Nightmares closes with the often unintentionally silly Night of the Rat, written by Jeffrey Bloom, about a family in the suburbs who find they may have a rat infestation on their hands. Claire (Veronica Cartwright) hears noises in the attic one night, and wants to call an exterminator. Her husband, Steven (Richard Masur), finds exterminators to be a waste of money, and offers to place traps in the attic later that night after work. A rat is captured that night, and Steven disposes of it. And that’s when things start to get worse for Claire and her daughter, Brooke (Bridget Andersen). Their cat is found half eaten under the house. Large holes are found behind cabinets in the kitchen. Claire becomes terrified and calls the local exterminator, Mel Keefer (Albert Hague), who tells her that her house is being “haunted” by a giant rat from German folklore. Steven tells Mel to leave his family alone and to stop putting ideas into his family’s heads. This all leads to a showdown between the family and the giant rat (thanks to some rather unconvincing 1980s TV-level visual effects).
One of the problems with Nightmares is that there is no wrap-around story that is crucial to most anthology films (these could have easily been someone reflecting on their own nightmares in a therapy session). Instead, Nightmares plays like a collection of short films, feeling a bit disjointed as it moves from story to story. It would also help if the stories had some real scare moments in them.
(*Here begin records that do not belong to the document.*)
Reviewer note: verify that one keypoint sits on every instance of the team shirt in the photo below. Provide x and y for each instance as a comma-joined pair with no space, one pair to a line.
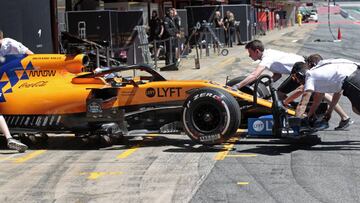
279,62
10,46
328,75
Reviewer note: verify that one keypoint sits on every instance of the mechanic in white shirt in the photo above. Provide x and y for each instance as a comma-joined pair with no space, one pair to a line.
277,62
345,121
328,76
10,46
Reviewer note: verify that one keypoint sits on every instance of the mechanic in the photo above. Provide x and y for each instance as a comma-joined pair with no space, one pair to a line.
276,61
328,76
345,121
10,46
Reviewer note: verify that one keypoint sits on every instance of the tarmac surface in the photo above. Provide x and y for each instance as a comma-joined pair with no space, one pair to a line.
171,168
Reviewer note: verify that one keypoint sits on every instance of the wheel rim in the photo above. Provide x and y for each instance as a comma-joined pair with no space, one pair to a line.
206,118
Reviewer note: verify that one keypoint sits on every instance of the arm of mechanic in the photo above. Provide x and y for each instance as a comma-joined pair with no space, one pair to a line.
317,99
276,76
296,93
250,78
335,99
301,108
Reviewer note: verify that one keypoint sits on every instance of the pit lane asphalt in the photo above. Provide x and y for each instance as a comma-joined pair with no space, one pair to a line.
170,168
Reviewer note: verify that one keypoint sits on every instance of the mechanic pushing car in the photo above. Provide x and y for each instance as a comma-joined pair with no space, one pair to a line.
345,121
328,76
276,61
10,46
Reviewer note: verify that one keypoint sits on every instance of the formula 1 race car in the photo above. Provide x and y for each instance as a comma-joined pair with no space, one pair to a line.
50,93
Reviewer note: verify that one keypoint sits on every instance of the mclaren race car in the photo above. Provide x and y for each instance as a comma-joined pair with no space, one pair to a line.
51,93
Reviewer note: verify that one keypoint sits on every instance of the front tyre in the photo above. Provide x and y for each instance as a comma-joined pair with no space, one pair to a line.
211,116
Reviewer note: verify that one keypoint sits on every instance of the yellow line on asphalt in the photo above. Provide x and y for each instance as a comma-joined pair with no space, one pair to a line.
227,147
241,130
241,155
27,157
96,175
243,183
136,147
128,152
7,158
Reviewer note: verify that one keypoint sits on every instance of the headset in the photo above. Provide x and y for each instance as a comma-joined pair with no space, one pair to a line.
299,71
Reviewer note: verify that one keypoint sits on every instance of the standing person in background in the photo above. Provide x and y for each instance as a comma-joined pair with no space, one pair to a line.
238,32
170,33
277,20
177,21
10,46
299,18
229,26
219,24
156,31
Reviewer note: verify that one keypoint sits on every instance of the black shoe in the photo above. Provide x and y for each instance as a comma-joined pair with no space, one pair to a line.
321,125
343,124
17,145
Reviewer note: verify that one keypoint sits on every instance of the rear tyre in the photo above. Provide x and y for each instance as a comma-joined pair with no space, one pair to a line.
211,116
262,91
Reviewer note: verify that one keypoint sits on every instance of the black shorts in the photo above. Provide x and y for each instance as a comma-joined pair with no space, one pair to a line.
351,87
288,85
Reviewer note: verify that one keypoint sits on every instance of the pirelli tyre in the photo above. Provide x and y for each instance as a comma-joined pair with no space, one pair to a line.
262,91
211,116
Even more strange, the film received an R rating from the MPAA, even though there were very few reshoots after NBC backed out from airing the pilot, and the final film is fairly tame even by 1980s standards.
3D Rating: NA
Nightmares arrives on Blu-ray from Scream Factory, offering the viewer a choice of watching the film in its 1.78:1 theatrical aspect ratio or a side-cropped 1.33:1 television aspect ratio.
The 1.78:1 would be the preferred viewing choice, as it gives the film a more cinematic feel, with more information on the sides of the frame, which makes sense since most TV movies from this era, especially those at Universal, were filmed with the prospects of an international theatrical release. That being said, this is a rather drab transfer, with an overall softness and muted but consistent colors. There doesn’t appear to be any artificial sharpening or smoothing of the image. Contrast is passable, although there are some issues where detail is severely lacking due to the weak black levels.
The DTS-HD Master Audio 2.0 mono track serves its purpose, and nothing more. Dialogue is clear and understandable, never getting lost in the music or sound effects. Fidelity and dynamic range are adequate, never sounding distorted.
Special Features: 2/5
Audio Commentary with Executive Producer Andrew Mirisch and Actress Cristina Raines: Moderated by Shaun Chang, Mirisch and Raines talk about the genesis of the project, working with the actors, and Raines provides some insight on writer and producer Christopher Crowe (her husband).
Theatrical Trailer (1080i; 1:44)
Radio Spots (1:35)
Fans will like the insight provided on the commentary track, which will put to rest the rumors that Nightmares was nothing more than unaired episodes of the anthology series Darkroom (it wasn’t, and you can tell which Blu-ray reviewers took the time to listen to the commentary and which did not).